Re: draft-fielding-uri-rfc2396bis-03 from Tim Berners-Lee on 2003-06-19 (uri@w3.org from June 2003)

From: Tim Berners-Lee <timbl@w3.org>
Date: Wed, 18 Jun 2003 22:40:23 -0400
To: Martin Duerst <duerst@w3.org>
Cc: "Roy T. Fielding" <fielding@apache.org>, uri@w3.org
Message-Id: <602AE7B4-A1FF-11D7-AB7B-000393914268@w3.org>
We are talking about a canonicalization.  The choice of which
are escaped is fairly arbitrary.  I agree, the list which I took from 
the current
spec is not appropriate -   "." at least!

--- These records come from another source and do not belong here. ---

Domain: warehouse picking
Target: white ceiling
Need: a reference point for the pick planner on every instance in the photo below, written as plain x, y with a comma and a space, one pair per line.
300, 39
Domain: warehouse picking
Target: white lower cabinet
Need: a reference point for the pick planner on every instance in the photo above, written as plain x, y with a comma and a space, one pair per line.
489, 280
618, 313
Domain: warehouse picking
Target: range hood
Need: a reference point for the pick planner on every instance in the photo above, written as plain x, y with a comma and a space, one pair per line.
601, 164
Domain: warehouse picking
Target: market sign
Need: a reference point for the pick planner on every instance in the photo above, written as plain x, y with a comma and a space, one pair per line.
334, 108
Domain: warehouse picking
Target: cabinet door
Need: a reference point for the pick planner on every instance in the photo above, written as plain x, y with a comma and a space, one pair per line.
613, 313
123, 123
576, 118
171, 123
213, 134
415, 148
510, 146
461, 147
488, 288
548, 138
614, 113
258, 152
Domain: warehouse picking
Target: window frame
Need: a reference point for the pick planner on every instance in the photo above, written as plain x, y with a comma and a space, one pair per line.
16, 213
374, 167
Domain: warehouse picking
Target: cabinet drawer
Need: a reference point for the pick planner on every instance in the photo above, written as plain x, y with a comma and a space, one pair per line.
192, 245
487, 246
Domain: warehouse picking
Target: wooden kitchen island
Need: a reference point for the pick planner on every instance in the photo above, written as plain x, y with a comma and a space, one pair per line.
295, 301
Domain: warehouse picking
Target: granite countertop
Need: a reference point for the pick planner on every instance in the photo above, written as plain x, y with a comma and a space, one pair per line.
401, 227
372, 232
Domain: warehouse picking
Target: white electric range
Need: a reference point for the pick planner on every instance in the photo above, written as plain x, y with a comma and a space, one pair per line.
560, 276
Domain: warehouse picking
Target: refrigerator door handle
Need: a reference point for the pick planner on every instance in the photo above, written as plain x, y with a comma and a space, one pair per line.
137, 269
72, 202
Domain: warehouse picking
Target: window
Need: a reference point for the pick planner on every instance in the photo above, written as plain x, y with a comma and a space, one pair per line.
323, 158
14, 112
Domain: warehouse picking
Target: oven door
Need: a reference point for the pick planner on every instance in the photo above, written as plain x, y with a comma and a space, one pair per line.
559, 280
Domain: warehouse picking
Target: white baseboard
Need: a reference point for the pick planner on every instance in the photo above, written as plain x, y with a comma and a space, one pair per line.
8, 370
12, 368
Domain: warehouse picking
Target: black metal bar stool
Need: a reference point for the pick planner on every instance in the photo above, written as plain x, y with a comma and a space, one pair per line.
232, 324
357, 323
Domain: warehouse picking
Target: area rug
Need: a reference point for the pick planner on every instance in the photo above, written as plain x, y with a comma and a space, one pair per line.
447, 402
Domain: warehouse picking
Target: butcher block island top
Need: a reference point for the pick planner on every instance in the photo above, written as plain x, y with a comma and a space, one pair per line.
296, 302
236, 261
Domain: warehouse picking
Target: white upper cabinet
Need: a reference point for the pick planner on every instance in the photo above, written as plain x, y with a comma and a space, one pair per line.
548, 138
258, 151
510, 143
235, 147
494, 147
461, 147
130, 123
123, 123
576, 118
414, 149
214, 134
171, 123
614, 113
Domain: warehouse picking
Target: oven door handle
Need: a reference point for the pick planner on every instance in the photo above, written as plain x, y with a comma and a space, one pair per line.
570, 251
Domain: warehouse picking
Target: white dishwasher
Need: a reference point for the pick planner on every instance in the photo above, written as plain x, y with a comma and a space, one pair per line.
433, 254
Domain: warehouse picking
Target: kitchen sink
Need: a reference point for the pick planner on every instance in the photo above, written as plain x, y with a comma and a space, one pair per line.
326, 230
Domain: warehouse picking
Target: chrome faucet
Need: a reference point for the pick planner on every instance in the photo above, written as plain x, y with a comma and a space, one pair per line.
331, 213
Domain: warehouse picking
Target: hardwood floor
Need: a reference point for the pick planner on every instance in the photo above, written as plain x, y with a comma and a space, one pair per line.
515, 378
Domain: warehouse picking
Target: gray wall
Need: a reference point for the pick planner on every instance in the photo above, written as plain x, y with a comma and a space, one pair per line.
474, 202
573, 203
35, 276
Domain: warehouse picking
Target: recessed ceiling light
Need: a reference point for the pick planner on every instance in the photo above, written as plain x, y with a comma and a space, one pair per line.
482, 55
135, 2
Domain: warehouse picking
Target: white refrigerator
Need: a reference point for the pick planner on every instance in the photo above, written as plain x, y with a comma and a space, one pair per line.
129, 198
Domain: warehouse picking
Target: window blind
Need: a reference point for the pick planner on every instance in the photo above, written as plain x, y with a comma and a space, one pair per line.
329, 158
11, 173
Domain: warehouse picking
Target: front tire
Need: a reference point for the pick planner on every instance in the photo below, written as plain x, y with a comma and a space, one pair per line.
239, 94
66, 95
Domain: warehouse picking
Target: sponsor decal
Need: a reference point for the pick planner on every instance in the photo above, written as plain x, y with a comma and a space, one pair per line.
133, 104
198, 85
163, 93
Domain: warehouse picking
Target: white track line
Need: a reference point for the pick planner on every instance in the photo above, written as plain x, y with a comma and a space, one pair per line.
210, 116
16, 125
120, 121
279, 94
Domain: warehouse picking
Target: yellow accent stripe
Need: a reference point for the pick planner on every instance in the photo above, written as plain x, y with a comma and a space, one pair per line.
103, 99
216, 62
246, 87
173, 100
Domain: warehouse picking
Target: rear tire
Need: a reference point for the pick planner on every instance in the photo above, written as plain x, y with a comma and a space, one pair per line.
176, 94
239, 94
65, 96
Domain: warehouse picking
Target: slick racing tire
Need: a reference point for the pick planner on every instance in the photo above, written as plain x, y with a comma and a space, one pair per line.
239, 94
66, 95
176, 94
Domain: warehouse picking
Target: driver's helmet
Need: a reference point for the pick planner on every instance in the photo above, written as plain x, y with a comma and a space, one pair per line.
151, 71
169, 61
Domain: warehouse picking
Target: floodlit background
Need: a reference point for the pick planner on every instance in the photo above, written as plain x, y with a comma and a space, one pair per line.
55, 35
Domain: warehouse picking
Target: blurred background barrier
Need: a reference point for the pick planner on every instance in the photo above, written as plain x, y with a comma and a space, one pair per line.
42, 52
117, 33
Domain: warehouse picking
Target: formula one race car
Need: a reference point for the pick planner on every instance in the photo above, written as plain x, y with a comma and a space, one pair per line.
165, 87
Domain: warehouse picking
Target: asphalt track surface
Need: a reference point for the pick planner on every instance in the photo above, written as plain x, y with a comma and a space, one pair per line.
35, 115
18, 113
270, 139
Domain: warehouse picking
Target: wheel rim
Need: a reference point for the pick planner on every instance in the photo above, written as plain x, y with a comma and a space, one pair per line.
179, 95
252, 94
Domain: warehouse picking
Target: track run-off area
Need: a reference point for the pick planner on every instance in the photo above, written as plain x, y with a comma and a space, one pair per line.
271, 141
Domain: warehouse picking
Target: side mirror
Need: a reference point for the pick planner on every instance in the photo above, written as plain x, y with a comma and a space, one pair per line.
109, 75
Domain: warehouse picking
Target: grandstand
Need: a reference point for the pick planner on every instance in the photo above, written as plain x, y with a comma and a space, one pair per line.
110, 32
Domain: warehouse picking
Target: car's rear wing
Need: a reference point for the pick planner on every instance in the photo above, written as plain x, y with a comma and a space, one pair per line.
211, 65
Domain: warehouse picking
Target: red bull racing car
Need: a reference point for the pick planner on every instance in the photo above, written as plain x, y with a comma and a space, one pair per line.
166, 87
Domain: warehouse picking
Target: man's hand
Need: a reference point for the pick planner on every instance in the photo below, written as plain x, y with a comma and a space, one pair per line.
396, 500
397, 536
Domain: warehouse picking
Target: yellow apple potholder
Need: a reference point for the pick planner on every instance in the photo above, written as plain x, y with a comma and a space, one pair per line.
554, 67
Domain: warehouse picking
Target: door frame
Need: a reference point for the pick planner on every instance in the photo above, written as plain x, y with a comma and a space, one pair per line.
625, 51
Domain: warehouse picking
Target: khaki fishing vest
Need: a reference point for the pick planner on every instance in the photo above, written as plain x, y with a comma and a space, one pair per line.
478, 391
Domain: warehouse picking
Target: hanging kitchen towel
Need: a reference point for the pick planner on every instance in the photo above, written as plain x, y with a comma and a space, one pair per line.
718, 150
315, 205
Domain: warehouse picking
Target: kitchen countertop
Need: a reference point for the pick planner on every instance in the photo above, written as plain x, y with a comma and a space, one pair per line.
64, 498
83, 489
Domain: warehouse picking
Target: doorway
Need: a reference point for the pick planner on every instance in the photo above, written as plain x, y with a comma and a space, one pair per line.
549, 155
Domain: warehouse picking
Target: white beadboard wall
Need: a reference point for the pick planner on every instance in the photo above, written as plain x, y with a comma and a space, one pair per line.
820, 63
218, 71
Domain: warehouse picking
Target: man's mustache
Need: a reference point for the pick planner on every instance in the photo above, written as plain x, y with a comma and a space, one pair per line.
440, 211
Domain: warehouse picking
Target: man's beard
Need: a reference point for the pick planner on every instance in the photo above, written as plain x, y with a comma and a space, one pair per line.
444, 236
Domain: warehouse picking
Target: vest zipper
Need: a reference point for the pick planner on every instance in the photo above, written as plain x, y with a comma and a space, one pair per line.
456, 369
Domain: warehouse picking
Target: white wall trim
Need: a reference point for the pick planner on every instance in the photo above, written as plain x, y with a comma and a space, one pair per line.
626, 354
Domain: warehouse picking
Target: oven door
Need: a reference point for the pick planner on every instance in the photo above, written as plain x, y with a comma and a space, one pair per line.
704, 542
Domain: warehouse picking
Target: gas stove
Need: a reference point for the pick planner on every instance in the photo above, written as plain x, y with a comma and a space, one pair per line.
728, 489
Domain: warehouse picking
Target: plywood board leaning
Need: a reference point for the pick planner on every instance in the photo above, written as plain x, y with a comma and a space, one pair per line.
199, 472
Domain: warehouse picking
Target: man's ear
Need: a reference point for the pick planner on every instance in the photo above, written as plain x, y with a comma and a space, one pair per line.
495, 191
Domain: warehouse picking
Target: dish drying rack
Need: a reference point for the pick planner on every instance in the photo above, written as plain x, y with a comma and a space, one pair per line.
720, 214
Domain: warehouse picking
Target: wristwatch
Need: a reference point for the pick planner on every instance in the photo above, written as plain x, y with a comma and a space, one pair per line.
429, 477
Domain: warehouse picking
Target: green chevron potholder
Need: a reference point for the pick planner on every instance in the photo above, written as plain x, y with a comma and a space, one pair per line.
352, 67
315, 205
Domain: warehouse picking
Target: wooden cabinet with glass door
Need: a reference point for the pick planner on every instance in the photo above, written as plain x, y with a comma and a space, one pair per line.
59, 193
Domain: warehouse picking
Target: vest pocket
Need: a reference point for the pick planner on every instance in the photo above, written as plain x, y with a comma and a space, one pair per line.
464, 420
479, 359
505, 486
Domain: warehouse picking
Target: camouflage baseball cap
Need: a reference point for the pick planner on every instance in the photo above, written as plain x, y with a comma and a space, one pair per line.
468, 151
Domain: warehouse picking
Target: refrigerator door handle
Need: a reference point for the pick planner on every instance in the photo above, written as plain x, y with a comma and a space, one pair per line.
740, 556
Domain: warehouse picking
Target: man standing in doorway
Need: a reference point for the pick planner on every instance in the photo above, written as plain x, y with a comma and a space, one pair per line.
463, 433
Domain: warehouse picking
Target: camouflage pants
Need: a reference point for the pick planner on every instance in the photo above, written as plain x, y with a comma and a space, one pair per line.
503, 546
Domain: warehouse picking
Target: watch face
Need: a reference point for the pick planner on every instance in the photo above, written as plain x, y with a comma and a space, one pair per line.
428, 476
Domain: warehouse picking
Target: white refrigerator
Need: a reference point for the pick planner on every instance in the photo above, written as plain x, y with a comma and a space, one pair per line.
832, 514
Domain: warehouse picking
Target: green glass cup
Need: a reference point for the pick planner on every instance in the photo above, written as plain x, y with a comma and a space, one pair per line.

The choice is arbitrary.  We are talking about canonicalization,
which has not been defined before.
The choice is driven by the current set of things used
in URIs vs things used as delimiters.  Xpath has increased the former
significantly.  Originally there were many characters which were
not supposed to occur free in a URI (including the typical unix command
line characters) but now we have changed style to do the quoting
in the surrounding environment. So probably erring on the side of
unescaping in the canonical form is best.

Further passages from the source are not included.